Addressing Health stakeholders and partners ahead of World Malaria Day dubbed ‘Invest in the future: Defeat Malaria’ scheduled for April 25, 2014, the CS reiterated that malaria affects children and contributes significantly to infant and child mortality rates in addition to high maternal mortality rates. He added that the disease generally impacts on all socio-economic sectors including education, tourism, agriculture and manufacturing among others.
“Malaria control requires enormous resources which would otherwise grow the economy and spur development. As we commemorate this year's World Malaria Day, we have developed county epidemiological profiles to guide county health authorities on what to invest in, provided effective quality treatment at no cost in all public and faith-based health facilities across the country and highly subsidized malaria medicines in private sector,” stated Macharia.
The CS further said his ministry has incorporated malaria treatment as part of Community Case Management that has expanded access to effective treatment and encouraged communities to participate in their own health affairs, distributed about 10.6 million mosquito nets to households in prone areas to protect over 22 million people from malaria.

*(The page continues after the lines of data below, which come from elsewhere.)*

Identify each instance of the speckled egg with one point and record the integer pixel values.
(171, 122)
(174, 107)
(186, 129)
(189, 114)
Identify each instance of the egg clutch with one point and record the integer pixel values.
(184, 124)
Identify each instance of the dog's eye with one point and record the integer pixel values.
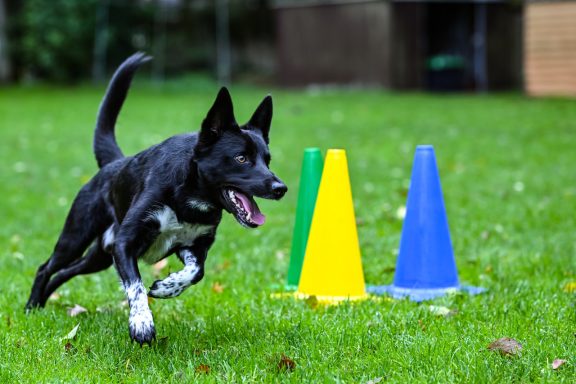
(240, 158)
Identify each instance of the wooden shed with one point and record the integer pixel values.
(550, 48)
(400, 44)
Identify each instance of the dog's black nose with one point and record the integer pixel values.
(279, 189)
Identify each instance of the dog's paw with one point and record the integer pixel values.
(162, 289)
(141, 327)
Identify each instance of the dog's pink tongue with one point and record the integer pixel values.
(250, 206)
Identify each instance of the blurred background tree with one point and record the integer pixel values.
(71, 40)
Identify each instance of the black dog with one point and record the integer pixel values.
(164, 200)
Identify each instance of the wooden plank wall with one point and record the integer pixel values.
(550, 48)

“In addition to the bed nets distributed to households, a total of 6.9 million mosquito nets were distributed to children below one year of age and pregnant women over the last fours years through the maternal and child welfare clinics in endemic and epidemic areas on a routine basis,” noted the Health CS.
“Net ownership stands at 83.3%, however, net use is low at 32%. I am urging the communities to use the nets as this intervention has been proven to dramatically reduce the burden of malaria,” he added.
Macharia noted that measures implemented by his ministry in controlling malaria among other diseases has helped reduce 50% of illness and deaths attributed to malaria in all counties especially among young children by between 44% and 52% thus reducing child mortality by 36% and infant mortality by 31%.
Moreover, the CS stated that parasite prevalence in most parts of the country has reduced to less than 5% but concern of high prevalence of over 38% remains in counties around Lake Victoria basin and that much advocacy is needed to address the matter.
“We therefore need to re-engineer the approaches for advocacy, social behavior change communication and social mobilization to further leverage on the scaling up of malaria control measures,” said Macharia.
He appealed to the media and communication agencies to use their comparative advantage of reaching out to communities with relevant and accurate information that will lead to positive behavior change for maximum impact.